映画『ロングウォーク』~フィクションと侮るなかれ~
※以下、かなりネタバレする文章内容です。
注目の俳優陣
◆デヴィッド・ジョンソン……『エイリアン:ロムルス』でアンドロイド役を演じ、アカデミー助演男優賞に選ばれていいと思う程、素晴らしかった。彼の出演が鑑賞の決め手となった。
◆クーパー・ホフマン……ホフマンと聞いてダスティン・ホフマンの息子さんかと思ったが、亡くなったフィリップ・シーモア・ホフマンの方のご子息だった。面影がとても似ていて納得した。
◆マーク・ハミル……『スターウォーズ』シリーズのルーク・スカイウォーカーで知られる。最近では同じスティーブン・キング原作の『サンキュー、チャック』にも出演している。『ロングウォーク』では憎らしい少佐役を演じているが、終始サングラスを外さないから誰だかわからない。
現代社会の縮図、デスゲームとしてのロングウォーク
◆戦争で荒廃した近未来のアメリカという時代設定。スティーブン・キングの大学生時代の小説がベースだから、当然脚色されている。政府は社会の閉塞感を取り払うべく、国民参加型のイベント「ロングウォーク」を考案。全米50州から1人ずつ男の若者を募集し、「最後」に残った勝者に大金を約束し、願い事を1つ聞くと言う。女性の参加がいない理由はやがて理解できる。

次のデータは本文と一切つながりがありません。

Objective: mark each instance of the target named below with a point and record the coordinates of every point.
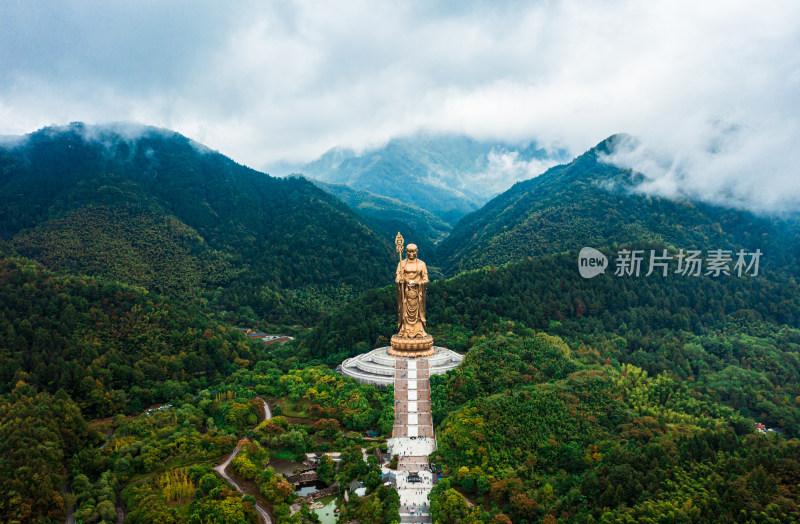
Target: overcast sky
(712, 89)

◆ルールはシンプル。時速3マイル(4.8キロ)以上のペースを崩さず、ひたすら幹線道路を歩き続ける。歩きながらの飲食は許されており、希望すれば飲み物が与えられる。大小の排泄も自由だが立ち止まってはいけない。規定の速度を下回ったら警告を受け、3回警告を受ければ失格となる。警告を受けても1時間3マイル以上のペースを崩さず歩けば1回分の警告が帳消しになる。参加者は50人で、49人目が失格となるまで昼夜ぶっ通しで続く。そして、49人の脱落者・失格者は、監視役の兵士によってその場で銃殺される。
◆これ以上の理不尽はないように思うが、旧日本軍による「バターン死の行進」は実際に起きた類似例だ。物語の参加者は自ら応募した若者だが、応募せざるをえない事情があるからこそ手を挙げたわけで、今も続く世界中の戦争の中で、国によって戦うことを強いられている兵士たちのメタファーとなっている。人間がいかに理不尽で残酷か、歴史が証明しているので、ロングウォークは非現実的とは思えない。

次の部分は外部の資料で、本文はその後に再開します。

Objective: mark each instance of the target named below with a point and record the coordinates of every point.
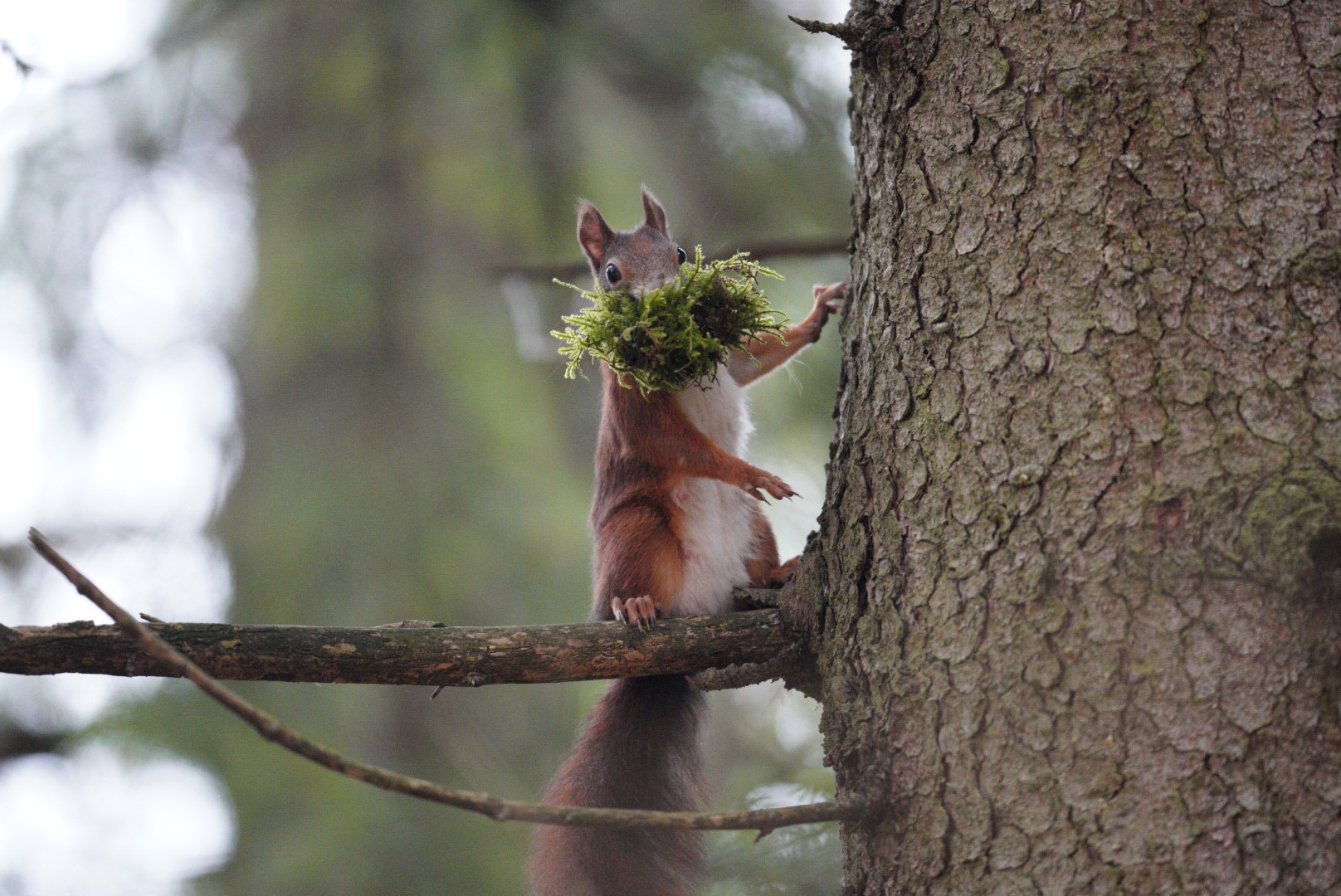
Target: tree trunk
(1077, 605)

◆そう言えば、先日、日本の国会議員が「経済的に厳しい子どもが自衛隊員に行く」と述べて批判されたが、アメリカも日本も生活や学費のために軍や自衛隊に入隊する若者は実際に多い。自発と強制の境界は曖昧だ。映画はフィクションであっても、デスゲーム=ロングウォーク参加は現実味がある。また、少佐役は拡声器を使って若者たちを煽るが、とてもトランプ氏の話し方と似せているように感じた。暗愚なトランプ政権が誕生し、世界がおかしな方向に進んでいる今、まったく絵空事とは思えない。
◆この不条理な行進の中で、若者たちは互いをライバル視して傷つけ合ってもおかしくない。だが、同じ苦役を課されて、互いの身の上話を聞く内に絆が生じる。まるで『スタンド・バイ・ミー』の4人のようになっていくところが見どころだ。誰が勝者になるのか、そもそも勝者はいるのか。残酷で悲惨な物語だが、製作の意欲と物語の結末は素晴らしかった。『サンキュー、チャック』と甲乙つけがたし。